我得到所有事件的计数,但是我需要每个地区每个月的OrderID计数。
month year N
1: 12 2012 8
2: 12 2013 4
BUT - what I'm looking for is results of N by Month-year by LocationID:
但是-我要找的是N按月,按年,按位置分类的结果:
Month-Year,LocationID,Count_of_orders
01-12,1,2
01-12,2,1
01-13,1,0
01-13,2,1
NOTE: Notice, that for any location that doesn't have orders in a month, they should be listed with count zero. The locations would therefore need to be determined by generating a list of unique locationIDs.
注意:注意,对于一个月内没有订单的任何位置,都应该用count 0列出。因此,需要通过生成唯一的locationid列表来确定位置。
Can someone please provide solutions?
有人能提供解决方案吗?
Thanks
谢谢
1 个解决方案
#1
2
I'm assuming your date/times are in POSIXct
format (since you call month
/year
). Then,
我假设你的日期/时间是正的(因为你叫月/年)。然后,
d[, month.year := format(OrderDate, '%m-%y')]
setkey(d, month.year, LocationID, OrderID)
unique(d)[CJ(unique(month.year), unique(LocationID)), .N, by = .EACHI]
# month.year LocationID N
#1: 01-12 1 2
#2: 01-12 2 1
#3: 01-13 1 0
#4: 01-13 2 1
I used the fact that unique
by default will pick unique entries by the key, and would also preserve the key, so I can do the next join easily.
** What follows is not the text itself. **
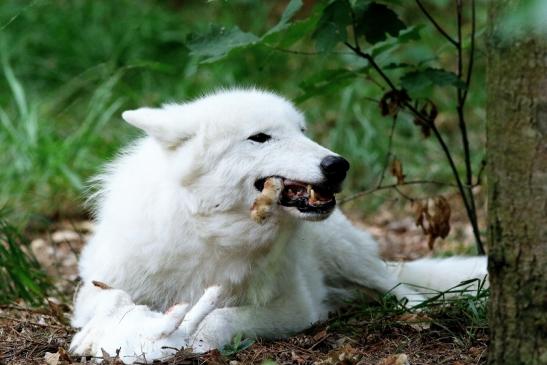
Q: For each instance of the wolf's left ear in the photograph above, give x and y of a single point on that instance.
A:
(165, 125)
我使用的事实是,unique默认情况下将根据键选择唯一的条目,并且还将保存键,因此我可以轻松地执行下一个join。
#1
2
I'm assuming your date/times are in POSIXct
format (since you call month
/year
). Then,
我假设你的日期/时间是正的(因为你叫月/年)。然后,
d[, month.year := format(OrderDate, '%m-%y')]
setkey(d, month.year, LocationID, OrderID)
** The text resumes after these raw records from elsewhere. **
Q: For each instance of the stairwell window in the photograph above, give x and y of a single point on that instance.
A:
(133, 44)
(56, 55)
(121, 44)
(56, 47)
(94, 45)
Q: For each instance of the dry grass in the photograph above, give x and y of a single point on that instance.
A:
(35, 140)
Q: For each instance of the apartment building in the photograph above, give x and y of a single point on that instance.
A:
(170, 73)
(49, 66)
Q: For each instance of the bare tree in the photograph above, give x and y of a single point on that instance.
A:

unique(d)[CJ(unique(month.year), unique(LocationID)), .N, by = .EACHI]
# month.year LocationID N
#1: 01-12 1 2
#2: 01-12 2 1
#3: 01-13 1 0
#4: 01-13 2 1
I used the fact that unique
by default will pick unique entries by the key, and would also preserve the key, so I can do the next join easily.
我使用的事实是,unique默认情况下将根据键选择唯一的条目,并且还将保存键,因此我可以轻松地执行下一个join。